Special Agent Yen led a further investigation that revealed Ray to be the primary control for a broad, interstate prostitution ring.

Award Recipient:
Assistant Attorney General Maya Guerra Gamble
Sergeant David A. Torsiello
Texas Attorney General — Internet Bureau

Conviction of Raymond M. Ames, Jr. and Timothy A. Clanton

In August of 2001, the National Center for Missing & Exploited Children (NCMEC) received a CyberTipline report from a European hotline indicating that child pornography was being posted in an online club. The NCMEC’s Exploited Child Unit’s analysts confirmed the illegal content and contacted Assistant Attorney General Maya Guerra Gamble of the Internet Bureau of the Texas Attorney General’s Office for investigation.

Gamble working closely with her colleague, Sergeant Dave Torsiello, identified two male suspects, 41 year-old Raymond Monroe Ames, Jr., and 35 year-old Timothy Allen Clanton. Upon execution of a search warrant, the officers found two young boys and an adult suffering from cerebral palsy living at the suspects’ residence, along with more than 100 images of child pornography.

Within two weeks of receiving the CyberTipline lead, Gamble and Torsiello arrested the suspects and six indictments incorporating sixty-five counts were handed down—charges ranging from aggravated sexual assault of a child, to possession of child pornography and promotion of child pornography.


Award Recipient:
Erica Pratt

For the fourth time in just three years, NCMEC will be presenting its 2003 National Courage Award to a child who exemplified the utmost courage in freeing herself from her abductors. On Monday, July 22, 2002, seven year-old Erica Pratt was abducted from the street corner in front of her Philadelphia home by two men who then sped away with her in a car. During the abduction Erica was held captive in the basement of an abandoned home with her hands and feet bound with duct tape. On Tuesday, July 23 the gutsy seven year old little girl chewed through the tape, kicked open a basement door and made her way to a window where she screamed until someone heard her and came to her rescue.

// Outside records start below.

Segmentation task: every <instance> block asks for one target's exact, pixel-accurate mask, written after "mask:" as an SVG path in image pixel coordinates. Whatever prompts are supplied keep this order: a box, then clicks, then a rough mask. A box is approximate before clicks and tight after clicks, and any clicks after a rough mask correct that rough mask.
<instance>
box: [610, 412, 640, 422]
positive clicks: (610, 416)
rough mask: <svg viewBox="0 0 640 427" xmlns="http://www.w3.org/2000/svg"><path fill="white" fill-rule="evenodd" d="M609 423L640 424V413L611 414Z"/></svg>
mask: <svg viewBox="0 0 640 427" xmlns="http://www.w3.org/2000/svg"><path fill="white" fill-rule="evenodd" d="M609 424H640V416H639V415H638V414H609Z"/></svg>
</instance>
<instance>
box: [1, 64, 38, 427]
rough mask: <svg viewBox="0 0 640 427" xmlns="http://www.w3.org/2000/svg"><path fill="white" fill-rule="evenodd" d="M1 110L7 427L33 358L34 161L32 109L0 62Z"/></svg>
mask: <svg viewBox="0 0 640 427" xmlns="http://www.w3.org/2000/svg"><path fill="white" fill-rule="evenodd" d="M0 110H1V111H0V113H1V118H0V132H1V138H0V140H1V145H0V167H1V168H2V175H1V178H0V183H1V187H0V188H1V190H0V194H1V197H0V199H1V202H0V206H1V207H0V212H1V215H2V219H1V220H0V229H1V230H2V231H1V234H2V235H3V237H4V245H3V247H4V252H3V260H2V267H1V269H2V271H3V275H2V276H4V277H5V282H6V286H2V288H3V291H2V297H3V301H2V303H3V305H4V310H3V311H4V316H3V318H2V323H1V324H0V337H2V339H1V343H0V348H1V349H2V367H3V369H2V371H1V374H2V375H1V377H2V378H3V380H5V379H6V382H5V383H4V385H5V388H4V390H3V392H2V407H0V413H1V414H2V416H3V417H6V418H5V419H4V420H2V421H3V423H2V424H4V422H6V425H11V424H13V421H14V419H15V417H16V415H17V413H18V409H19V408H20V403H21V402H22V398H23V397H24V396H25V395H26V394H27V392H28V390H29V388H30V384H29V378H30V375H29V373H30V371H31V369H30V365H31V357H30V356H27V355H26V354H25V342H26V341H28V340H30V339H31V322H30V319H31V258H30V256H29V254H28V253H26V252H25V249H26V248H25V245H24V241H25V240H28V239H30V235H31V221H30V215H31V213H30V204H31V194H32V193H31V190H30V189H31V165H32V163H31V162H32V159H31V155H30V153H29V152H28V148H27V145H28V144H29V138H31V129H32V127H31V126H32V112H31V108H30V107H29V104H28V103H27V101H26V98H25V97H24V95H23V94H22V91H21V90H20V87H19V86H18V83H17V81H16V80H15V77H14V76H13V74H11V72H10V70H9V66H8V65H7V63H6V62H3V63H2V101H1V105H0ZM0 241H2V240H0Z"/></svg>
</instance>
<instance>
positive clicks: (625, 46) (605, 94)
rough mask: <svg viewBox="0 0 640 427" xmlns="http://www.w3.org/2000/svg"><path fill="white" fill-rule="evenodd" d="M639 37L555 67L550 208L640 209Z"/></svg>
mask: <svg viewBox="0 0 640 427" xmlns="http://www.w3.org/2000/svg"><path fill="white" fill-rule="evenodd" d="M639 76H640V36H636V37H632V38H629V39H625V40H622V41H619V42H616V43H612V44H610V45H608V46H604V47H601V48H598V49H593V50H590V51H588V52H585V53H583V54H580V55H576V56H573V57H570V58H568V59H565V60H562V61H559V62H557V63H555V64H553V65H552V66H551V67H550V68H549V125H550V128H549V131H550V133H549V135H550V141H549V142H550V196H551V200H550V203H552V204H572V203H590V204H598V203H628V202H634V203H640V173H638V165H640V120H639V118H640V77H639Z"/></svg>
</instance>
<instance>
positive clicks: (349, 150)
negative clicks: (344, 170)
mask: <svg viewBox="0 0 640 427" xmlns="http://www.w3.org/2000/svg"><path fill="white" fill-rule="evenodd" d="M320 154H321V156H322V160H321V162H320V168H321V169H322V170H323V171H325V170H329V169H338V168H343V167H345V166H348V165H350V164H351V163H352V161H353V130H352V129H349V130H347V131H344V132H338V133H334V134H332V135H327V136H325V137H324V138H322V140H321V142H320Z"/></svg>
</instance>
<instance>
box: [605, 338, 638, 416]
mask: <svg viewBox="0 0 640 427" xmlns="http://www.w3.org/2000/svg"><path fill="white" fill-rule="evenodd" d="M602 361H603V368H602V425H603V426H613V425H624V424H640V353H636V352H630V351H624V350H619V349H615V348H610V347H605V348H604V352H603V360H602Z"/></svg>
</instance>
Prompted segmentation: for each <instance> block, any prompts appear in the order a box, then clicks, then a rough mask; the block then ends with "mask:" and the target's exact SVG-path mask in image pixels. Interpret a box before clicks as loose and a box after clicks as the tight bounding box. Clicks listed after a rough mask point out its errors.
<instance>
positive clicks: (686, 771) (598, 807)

Her confidence and ability to think quickly in such a crisis is truly admirable. For her unyielding persistence and boldness Erica Pratt has been nominated to receive this year’s 2003 National Courage Award.


Award Recipient:
Chief Phil E. Keith
Knoxville Police Department

Chief Keith has been a voice for children and a proven leader throughout his 32 years of experience in the fields of criminal justice, public safety, and business administration. Through his positive leadership skills, he has led the Knoxville Police Department to become one of the leading law enforcement agencies in the country, taking on the protection of children as a major objective.